Come midday, Rome was answered and the two men separated by 15 years and an eternity of experience, arrived centre stage. For Federer turned pro just a year before Zverev was born, and he brought all that expertise, and his multi-stranded skill, to bear—perhaps helped a little by all those training sessions.

The young German was clearly up for the fight, as their second long and testing rally proved. Federer held to love, and did so again in the fifth, but his serve motion was slightly compromised, as was his movement to the forehand wing. He would, indeed, serve at only 55 percent through the match, but with such placement and spin that he held with little trouble and broke with a return-of-serve drop shot in the sixth game.

Indeed his returning and defence would be stand-outs of the match as he sliced and diced on both wings, dropped balls short, and played to the lines in a master-class of tactical accuracy. He had the first set in 29 minutes, but would face a much tougher challenge in the second.

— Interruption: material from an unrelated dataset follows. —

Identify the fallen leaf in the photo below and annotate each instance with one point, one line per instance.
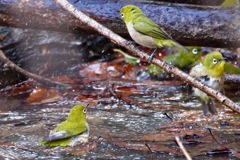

Federer could not convert a break point in the first game, and when he did break in the third, Zverev immediately broke back as his fast and penetrating strikes tested the Federer movement. The teenager also became comfortable in the extended sliced exchanges, roared himself to a tough hold at 4-3, and fought off break point for 5-4.

Now, though, Federer dug deep to produce more zip for 0-40, only to over-press on his returns for deuce. But one more bite of the cherry, and he got his reward. He served out the win, 7-5.

It was clearly an emotional conclusion for the Swiss, though the #NextGen will give him no let up. Lying in wait is another hugely talented player, 22-year-old Dominic Thiem, already with two titles this year and seeded 13.

He has had one taste of Federer already, in Brisbane, but whether he will get a second chance in Rome was thrown into doubt after Federer came to press:

“I don’t know how I’m going to feel tomorrow. I’m literally going practice after practice… It’s baby steps right now, so to even think of tomorrow is already a big ask.”

He was even more frank about how he went into this high-profile encounter:
“I was expecting to lose in straight sets today. That was the mindset going in, so to win in straights is actually a really big surprise to me. I played cautious, and I only decided after the warm-up that I was actually going to play. So for me it was a big match on many levels.

“[But] this was something I feel like I needed to do to get a sense of where I’m at… At some point you have to go out there and see how it feels, and I’m happy I was able to play a full match without any setbacks.”

Rome remains one of the few Masters that Federer has failed to win despite reaching the final four times, and he is resigned to not winning this year: “I’m too far off. [Smiling] I’m so far off that it won’t happen.”

He is not giving up hope, though.
“Of course maybe next year. Maybe sometime down the road. I don’t know. But I would have loved to win it.”

Next year, aged 35, will be Federer’s 17th visit to aptly named ‘eternal city.’